A while back I wrote a two part tutorial on using JavaScript the WordPress way, the code below builds on that. The first step is to load the JavaScript in functions.php using wp_enqueue_script() as detailed in the earlier tutorial:

<?php
function brt_load_scripts() {
  if (!is_admin()) {
    wp_enqueue_script(
      'brt-sample-script', //handle
      '/path/2/script.js', //source
      null, //no dependancies
      '1.0.1', //version
      true //load in html footer
    );
  }
}

add_action('wp_print_scripts', 'brt_load_scripts');
?>

This outputs the html required for the JavaScript when wp_footer() is called in footer.php

Localising the script is done using the function wp_localize_script() it takes three variables:

  • $handle – (string) the handle defined when registering the script with wp_enqueue_script
  • $javascriptObject – (string) name of the JavaScript object that contains the passed variables.
  • $variables – (array) the variables to be passed

To pass the site’s home page and the theme directory, we’d add this function call below the wp_enqueue_script call above:

<?php
...
wp_localize_script('brt-sample-script', 'brtSampleVars', array(
  'url' => get_bloginfo('url'),
  'theme_dir' => get_bloginfo('stylesheet_directory')
  )
);
...
?>

The output html would be:

<script type='text/javascript'>
/* <![CDATA[ */
var brtSampleVars = {
  url: "http://bigredtin.com",
  theme_dir: "http://bigredtin.com/wp-content/themes/bigredtin"
};
/* ]]> */
</script>
<script type='text/javascript' src='/path/2/script.js?ver=1.0.1'></script>

Accessing the variables within JavaScript is done using the standard dot notation, for example brtSampleVars.theme_dir to access the theme directory.
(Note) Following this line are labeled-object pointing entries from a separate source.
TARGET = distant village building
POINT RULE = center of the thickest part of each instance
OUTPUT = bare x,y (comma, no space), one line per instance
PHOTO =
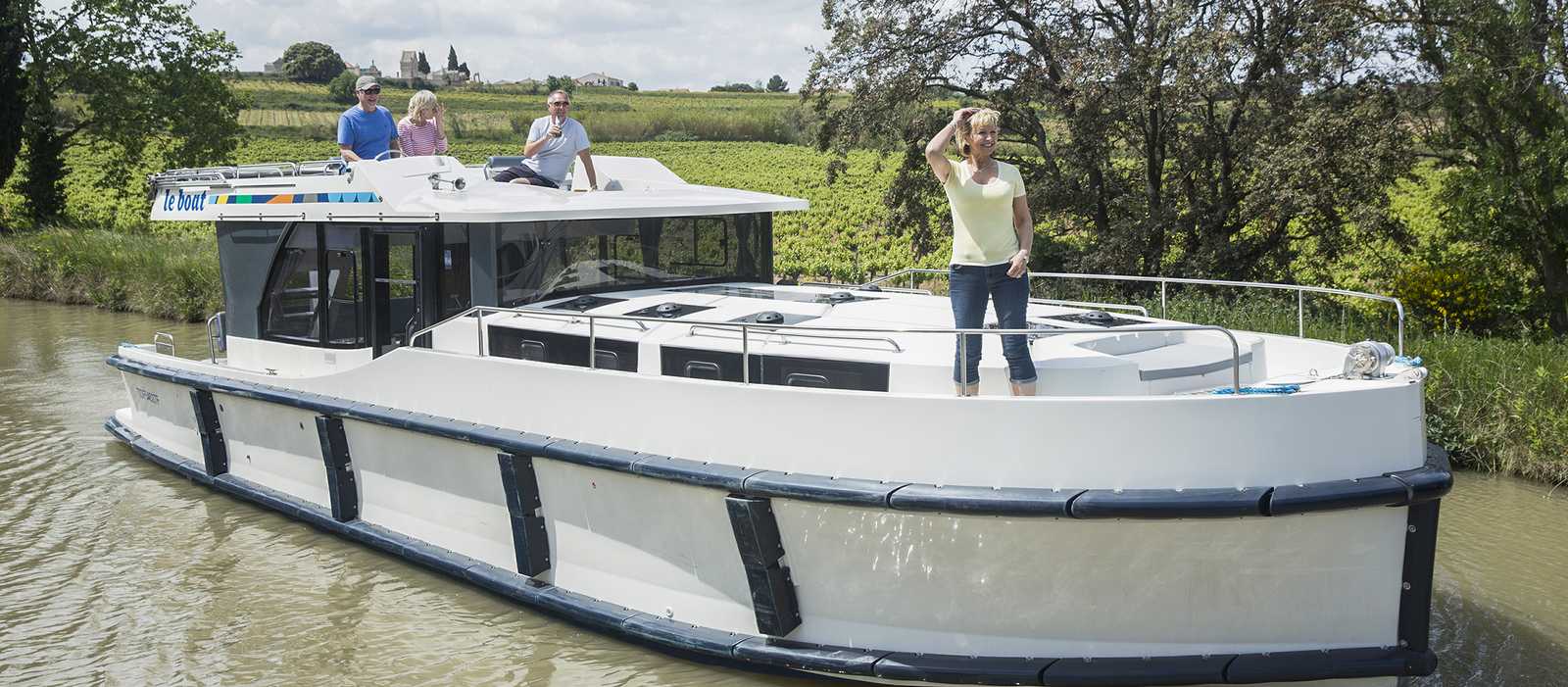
408,70
595,78
408,65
Using a post’s custom fields is slightly more complicated so I’ll write out the code in full:

<?php
function brt_load_scripts() {
  if (is_singular()) {
    wp_enqueue_script(
      'brt-sample-script', //handle
      '/path/2/script.js', //source
      null, //no dependancies
      '1.0.1', //version
      true //load in html footer
    );

    the_post();
    $allPostMeta = get_post_custom();
    wp_localize_script('brt-sample-script', 'brtSampleVars',
    array(
      'petersTwitter' => $allPostMeta['myTwitter'][0],
      'joshsTwitter' => $allPostMeta['joshsTwitter'][0]
      )
    );
    rewind_posts();
  }
}

add_action('wp_print_scripts', 'brt_load_scripts');
?>

Only pages and posts have custom fields so the check at the start of the function has become is_singlular() to check the user is on either a post or a page, earlier we were testing if the user was anywhere on the front end. The arguments for wp_enqueue_script have not changed.

the_post() needs to be called to start the loop and initiate the $post object so the associated custom fields can be accessed in the following line and put in an array.

With the custom fields easily available, the information can then be passed to wp_localize_script() as earlier demonstrated. The final step is to rewind the loop so next time the_post() is called, from either single.php or page.php, the post data is available.

The html output from the sample above would be:

<script type='text/javascript'>
/* <![CDATA[ */
var brtSampleVars = {
  petersTwitter: "@pwcc",
  joshsTwitter: "@sealfur"
};
/* ]]> */
</script>
<script type='text/javascript' src='/path/2/script.js?ver=1.0.1'></script>

3 comments

  1. @pwcc … You SO ARE a Wizard/Guru of sorts. I’ll probably read this article again, again, and then one more time, before getting @soupgiant to implement it because I cannot.

    Thanks for time.

    1. Thanks, you’re very kind and of course we can help.

  2. Great writeup. I’ve been reading posts on localize_script and this was the first one where I saw all the pieces put together in a way I could follow.